Ferney, 3 Février 1773.

 

 

          Non vraiment, monsieur, je n’ai point reçu les deux lettres dont vous me parlez, qui étaient contre-signées ; il arrive fort souvent que les commis ne veulent point se charger de ces contre-seings. Ecrivez-moi tout uniment à mon adresse, et vous pouvez compter que la lettre me parviendra ; mettez seulement un R au bas, car très souvent je prends votre écriture pour celle d’un autre.

 

          Si vous voyez M. le chancelier et M. le maréchal de Richelieu, je vous recommande ces pauvres Lois de Minos ; je les avais beaucoup travaillées depuis votre départ de Ferney. Un fripon m’ôte tout le fruit de mon travail. Je ne me plains pas des libelles que le libraire Valade débite tous les huit jours contre moi et mes amis ; j’aurais mauvaise grâce de ne vouloir pas qu’on me calomnie, quand on a l’insolence de faire tant de mauvais libelles contre M. le chancelier lui-même ; mais je ne trouve point du tout bon qu’on me vole, et que la police souffre ce vol public. Je présente sur cette affaire une petite requête à M. le grand référendaire.

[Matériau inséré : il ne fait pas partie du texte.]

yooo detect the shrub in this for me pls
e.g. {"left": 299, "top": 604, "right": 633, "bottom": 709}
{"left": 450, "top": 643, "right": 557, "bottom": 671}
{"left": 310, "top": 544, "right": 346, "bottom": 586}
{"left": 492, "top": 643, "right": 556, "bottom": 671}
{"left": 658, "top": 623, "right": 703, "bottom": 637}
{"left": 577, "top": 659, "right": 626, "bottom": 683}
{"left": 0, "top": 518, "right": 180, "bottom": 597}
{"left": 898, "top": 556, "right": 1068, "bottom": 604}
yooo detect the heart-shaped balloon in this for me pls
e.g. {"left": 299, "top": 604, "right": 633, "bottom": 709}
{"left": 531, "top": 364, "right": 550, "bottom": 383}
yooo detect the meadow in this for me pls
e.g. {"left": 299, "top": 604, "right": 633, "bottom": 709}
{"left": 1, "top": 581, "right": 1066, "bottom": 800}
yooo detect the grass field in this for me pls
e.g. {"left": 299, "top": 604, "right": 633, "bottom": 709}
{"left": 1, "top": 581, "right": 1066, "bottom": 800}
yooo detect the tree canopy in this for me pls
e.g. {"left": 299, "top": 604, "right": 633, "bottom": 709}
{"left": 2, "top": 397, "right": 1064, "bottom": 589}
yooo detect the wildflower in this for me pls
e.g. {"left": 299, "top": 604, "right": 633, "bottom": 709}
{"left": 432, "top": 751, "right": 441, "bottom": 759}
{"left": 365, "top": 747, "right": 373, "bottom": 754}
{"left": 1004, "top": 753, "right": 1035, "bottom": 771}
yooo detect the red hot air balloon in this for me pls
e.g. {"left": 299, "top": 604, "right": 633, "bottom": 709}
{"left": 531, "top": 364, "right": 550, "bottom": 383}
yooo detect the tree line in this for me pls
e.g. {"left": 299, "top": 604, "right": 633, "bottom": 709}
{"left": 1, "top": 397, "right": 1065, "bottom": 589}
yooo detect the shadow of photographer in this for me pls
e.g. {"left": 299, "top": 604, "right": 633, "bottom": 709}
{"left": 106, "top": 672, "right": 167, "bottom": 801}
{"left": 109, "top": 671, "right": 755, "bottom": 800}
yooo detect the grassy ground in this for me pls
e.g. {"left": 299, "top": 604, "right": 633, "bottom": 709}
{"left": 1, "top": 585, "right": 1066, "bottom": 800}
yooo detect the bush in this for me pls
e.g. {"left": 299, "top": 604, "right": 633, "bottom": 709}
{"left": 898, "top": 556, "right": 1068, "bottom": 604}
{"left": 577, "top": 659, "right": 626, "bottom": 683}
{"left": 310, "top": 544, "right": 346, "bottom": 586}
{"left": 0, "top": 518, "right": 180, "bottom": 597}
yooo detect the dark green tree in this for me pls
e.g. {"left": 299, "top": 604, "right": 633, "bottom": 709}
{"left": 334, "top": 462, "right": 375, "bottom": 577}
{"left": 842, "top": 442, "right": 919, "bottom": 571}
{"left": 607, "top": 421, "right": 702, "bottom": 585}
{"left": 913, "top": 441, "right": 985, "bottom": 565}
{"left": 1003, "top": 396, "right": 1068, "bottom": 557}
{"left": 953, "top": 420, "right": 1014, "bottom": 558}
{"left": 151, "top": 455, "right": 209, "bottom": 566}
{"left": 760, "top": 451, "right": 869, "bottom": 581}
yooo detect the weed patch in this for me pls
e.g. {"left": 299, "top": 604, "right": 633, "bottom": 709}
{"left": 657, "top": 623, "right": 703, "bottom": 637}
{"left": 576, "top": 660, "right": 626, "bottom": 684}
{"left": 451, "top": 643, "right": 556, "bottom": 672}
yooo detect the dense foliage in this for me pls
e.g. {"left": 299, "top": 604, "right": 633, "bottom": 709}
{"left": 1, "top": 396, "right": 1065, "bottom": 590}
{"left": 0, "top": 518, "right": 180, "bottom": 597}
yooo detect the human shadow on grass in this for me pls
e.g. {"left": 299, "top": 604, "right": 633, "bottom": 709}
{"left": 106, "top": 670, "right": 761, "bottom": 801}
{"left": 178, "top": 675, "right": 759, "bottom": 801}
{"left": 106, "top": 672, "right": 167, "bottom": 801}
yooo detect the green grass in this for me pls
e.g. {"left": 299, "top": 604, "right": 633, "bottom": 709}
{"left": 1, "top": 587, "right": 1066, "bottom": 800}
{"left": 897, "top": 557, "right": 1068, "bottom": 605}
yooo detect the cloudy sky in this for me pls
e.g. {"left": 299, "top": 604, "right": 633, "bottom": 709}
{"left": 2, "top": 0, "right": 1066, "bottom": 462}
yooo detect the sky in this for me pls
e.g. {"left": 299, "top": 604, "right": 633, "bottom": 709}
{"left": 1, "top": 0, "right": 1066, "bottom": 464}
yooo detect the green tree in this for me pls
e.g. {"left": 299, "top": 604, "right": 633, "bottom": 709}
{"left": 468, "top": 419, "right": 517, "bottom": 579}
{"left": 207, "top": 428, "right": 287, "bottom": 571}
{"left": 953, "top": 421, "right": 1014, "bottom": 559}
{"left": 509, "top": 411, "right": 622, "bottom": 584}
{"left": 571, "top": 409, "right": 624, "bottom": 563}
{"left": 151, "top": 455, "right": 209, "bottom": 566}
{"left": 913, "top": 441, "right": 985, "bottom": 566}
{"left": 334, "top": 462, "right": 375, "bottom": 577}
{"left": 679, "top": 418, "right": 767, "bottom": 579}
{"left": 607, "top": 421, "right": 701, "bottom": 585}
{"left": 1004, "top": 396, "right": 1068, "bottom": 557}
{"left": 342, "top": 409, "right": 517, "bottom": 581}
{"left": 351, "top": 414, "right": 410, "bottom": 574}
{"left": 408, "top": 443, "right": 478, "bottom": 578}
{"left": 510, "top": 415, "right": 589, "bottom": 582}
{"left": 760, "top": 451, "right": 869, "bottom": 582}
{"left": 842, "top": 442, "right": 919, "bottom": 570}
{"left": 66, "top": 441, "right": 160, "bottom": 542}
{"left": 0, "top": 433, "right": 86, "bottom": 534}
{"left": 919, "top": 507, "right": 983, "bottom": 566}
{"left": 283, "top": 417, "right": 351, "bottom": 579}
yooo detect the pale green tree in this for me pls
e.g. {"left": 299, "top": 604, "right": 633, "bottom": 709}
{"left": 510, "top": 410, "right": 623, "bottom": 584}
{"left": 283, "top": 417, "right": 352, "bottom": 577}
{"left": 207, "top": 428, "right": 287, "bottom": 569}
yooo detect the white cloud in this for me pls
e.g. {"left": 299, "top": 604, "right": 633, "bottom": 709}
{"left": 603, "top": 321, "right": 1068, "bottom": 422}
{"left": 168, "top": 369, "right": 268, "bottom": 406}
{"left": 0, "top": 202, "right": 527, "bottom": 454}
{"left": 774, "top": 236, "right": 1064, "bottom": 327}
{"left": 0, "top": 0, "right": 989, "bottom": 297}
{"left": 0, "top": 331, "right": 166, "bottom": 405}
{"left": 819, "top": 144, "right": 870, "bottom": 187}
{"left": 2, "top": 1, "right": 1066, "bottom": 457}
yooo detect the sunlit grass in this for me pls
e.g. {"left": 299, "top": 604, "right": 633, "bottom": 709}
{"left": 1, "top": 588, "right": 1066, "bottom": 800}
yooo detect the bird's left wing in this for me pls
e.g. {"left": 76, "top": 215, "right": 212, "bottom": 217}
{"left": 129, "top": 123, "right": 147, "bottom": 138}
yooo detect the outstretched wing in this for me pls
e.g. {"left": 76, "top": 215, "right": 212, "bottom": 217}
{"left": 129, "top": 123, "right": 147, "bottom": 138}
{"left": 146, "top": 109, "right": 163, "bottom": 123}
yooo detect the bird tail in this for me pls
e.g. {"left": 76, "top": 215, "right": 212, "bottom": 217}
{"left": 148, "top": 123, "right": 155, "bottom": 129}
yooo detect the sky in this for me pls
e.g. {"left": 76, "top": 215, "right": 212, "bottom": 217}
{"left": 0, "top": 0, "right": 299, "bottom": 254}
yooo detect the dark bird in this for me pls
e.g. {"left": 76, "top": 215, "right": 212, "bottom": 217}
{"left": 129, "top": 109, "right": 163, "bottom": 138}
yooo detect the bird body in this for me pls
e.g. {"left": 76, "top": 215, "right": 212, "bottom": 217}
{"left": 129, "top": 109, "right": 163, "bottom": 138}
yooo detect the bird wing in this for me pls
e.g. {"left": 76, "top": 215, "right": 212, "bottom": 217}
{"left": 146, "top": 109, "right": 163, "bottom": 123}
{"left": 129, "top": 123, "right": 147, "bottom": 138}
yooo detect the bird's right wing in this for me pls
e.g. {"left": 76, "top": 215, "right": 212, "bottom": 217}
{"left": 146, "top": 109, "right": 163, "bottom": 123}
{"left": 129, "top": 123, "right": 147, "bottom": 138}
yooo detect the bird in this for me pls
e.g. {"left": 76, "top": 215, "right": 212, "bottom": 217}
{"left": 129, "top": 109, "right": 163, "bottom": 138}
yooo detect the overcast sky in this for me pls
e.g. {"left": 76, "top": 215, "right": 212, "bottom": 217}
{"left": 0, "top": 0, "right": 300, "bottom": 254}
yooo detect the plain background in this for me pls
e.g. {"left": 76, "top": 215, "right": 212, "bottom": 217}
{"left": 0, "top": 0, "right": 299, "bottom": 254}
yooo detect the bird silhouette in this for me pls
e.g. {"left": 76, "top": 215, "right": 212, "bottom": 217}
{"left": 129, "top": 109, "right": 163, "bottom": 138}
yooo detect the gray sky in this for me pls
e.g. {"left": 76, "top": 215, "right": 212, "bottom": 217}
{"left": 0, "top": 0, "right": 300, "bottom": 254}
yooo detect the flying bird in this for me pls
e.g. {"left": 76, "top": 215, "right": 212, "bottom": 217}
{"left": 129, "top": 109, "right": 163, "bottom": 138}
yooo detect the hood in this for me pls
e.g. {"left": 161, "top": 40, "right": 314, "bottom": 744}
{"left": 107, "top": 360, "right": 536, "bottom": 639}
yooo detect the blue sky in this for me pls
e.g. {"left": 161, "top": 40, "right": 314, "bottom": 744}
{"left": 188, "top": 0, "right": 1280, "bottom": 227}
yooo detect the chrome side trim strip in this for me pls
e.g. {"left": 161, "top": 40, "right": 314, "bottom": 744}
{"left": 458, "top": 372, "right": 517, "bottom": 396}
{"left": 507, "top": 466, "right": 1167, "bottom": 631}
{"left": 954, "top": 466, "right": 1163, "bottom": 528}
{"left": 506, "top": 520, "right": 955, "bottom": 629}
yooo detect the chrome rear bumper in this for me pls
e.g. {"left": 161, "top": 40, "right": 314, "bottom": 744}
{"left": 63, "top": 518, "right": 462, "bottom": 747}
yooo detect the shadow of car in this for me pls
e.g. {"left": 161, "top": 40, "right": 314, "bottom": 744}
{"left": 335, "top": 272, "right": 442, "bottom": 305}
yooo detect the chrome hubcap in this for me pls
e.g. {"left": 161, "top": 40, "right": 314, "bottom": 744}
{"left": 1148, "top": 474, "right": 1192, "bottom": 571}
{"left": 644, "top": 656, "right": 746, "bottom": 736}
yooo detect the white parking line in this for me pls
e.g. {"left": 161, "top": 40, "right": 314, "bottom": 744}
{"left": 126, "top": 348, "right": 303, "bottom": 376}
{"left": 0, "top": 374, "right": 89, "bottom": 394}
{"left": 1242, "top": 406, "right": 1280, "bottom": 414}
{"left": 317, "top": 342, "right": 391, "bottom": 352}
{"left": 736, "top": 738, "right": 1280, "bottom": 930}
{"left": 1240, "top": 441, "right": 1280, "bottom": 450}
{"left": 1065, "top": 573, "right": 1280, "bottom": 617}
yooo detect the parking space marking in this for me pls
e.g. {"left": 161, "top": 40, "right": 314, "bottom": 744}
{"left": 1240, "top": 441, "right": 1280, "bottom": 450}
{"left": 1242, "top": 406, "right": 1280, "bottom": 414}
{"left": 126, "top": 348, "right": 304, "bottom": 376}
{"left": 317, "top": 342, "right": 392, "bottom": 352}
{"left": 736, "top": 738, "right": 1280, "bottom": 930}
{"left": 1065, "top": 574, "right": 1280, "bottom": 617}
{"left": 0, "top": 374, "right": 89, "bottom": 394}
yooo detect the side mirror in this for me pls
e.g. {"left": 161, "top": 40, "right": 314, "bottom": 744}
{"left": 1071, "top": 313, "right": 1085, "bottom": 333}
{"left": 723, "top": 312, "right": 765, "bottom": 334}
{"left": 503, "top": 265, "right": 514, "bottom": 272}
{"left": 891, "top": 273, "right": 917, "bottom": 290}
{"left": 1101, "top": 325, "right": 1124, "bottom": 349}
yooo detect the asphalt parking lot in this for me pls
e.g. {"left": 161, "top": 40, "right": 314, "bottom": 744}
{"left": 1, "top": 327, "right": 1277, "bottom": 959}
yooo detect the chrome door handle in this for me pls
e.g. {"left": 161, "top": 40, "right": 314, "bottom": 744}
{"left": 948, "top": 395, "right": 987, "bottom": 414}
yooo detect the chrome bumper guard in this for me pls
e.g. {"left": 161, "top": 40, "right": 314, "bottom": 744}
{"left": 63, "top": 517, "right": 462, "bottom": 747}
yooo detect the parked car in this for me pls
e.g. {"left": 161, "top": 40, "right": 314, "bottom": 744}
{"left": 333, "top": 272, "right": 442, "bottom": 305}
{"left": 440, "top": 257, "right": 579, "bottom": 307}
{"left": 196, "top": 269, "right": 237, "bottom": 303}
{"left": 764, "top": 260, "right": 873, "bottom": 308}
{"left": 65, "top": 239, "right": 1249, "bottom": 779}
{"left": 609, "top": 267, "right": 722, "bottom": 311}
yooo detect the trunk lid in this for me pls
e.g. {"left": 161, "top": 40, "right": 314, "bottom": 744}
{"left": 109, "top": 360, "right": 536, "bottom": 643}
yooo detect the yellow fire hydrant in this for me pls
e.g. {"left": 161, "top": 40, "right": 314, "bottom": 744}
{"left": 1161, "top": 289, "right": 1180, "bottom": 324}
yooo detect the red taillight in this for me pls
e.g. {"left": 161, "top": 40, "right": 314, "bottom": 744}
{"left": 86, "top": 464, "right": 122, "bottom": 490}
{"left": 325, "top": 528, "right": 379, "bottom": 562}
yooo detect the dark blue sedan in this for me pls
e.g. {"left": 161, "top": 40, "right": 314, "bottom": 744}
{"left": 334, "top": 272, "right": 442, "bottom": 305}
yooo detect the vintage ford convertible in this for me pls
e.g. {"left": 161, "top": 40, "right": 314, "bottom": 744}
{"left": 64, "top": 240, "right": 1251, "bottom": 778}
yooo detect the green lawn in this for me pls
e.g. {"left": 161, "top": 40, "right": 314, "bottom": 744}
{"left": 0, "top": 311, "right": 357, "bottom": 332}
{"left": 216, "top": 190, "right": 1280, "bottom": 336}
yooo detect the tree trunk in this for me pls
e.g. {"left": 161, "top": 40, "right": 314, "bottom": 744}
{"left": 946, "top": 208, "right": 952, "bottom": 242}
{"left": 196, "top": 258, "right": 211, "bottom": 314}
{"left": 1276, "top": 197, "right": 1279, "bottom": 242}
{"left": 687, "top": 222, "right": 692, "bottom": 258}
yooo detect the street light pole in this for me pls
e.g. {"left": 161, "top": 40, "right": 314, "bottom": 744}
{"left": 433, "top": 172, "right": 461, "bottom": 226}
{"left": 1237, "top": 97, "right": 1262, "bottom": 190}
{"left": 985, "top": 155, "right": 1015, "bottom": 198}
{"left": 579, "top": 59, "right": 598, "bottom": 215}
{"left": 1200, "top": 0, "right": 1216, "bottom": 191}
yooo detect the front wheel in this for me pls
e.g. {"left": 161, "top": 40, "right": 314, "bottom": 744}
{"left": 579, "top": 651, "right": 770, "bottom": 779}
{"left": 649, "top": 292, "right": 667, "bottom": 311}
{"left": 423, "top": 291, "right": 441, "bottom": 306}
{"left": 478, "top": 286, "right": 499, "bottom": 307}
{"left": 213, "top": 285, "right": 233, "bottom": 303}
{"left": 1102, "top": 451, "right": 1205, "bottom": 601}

Mettez bien le cœur au ventre à M. de Richelieu, il doit être fort mécontent des tours qu’on lui joue dans son tripot.

 

          J’ai eu bien raison d’écrire contre les cabales  tout est cabale, de la Foire jusqu’à Versailles, et des curés de village jusqu’au pape. Les bruits les plus ridicules courent l’Europe ; mais tout tombe au bout de huit jours dans un éternel oubli.

 

          Je vous supplie, vous et madame Dixneufans, de ne me point oublier. Je suis actuellement cent pieds sous les neiges : c’est un fléau plus terrible que les Clément et les Sabatier. Conservez vos bontés au vieux malade de Ferney.

 

 

 

 

 

à M. l’abbé de Voisenon.

 

3 Février 1773.

 

 

          Mon très cher confrère, je vous prie de ne pas manquer d’excommunier, d’une excommunication majeure, le libraire Valade, grand imprimeur de libelles, qui, malgré toutes les lois de la police, a défiguré les Lois de Minos d’une manière à déchirer les entrailles paternelles d’un vieux radoteur qui ne reconnaît plus son ouvrage. Le scélérat a sans doute acheté une détestable copie de quelque bel esprit ouvreur de loges, qui n’a pas manqué d’y mettre beaucoup de vers de sa façon. Voilà certainement le plus horrible abus qui soit en France, et peut-être le seul ; car tout le reste assurément va à merveille. Mais j’ai mes Lois de Minos sur le cœur, et j’ambitionne trop votre suffrage pour vous laisser croire un moment que la pièce soit entièrement de moi.

 

          Vous me direz qu’il est très ridicule, à mon âge, de faire des pièces de théâtre ; je le sais bien : mais il ne faut pas reprocher à un homme d’avoir la fièvre. Que voulez-vous qu’on fasse au milieu des neiges, si ce n’est des tragédies ? Si j’étais avec vous, je passerais mon temps à vous écouter et à me réjouir, et nous serions tous deux Jean qui rit. Cependant M. Valade ne fera pas de moi Jean qui pleure. Je vous embrasse, je vous regrette, et je vous aime de tout mon cœur.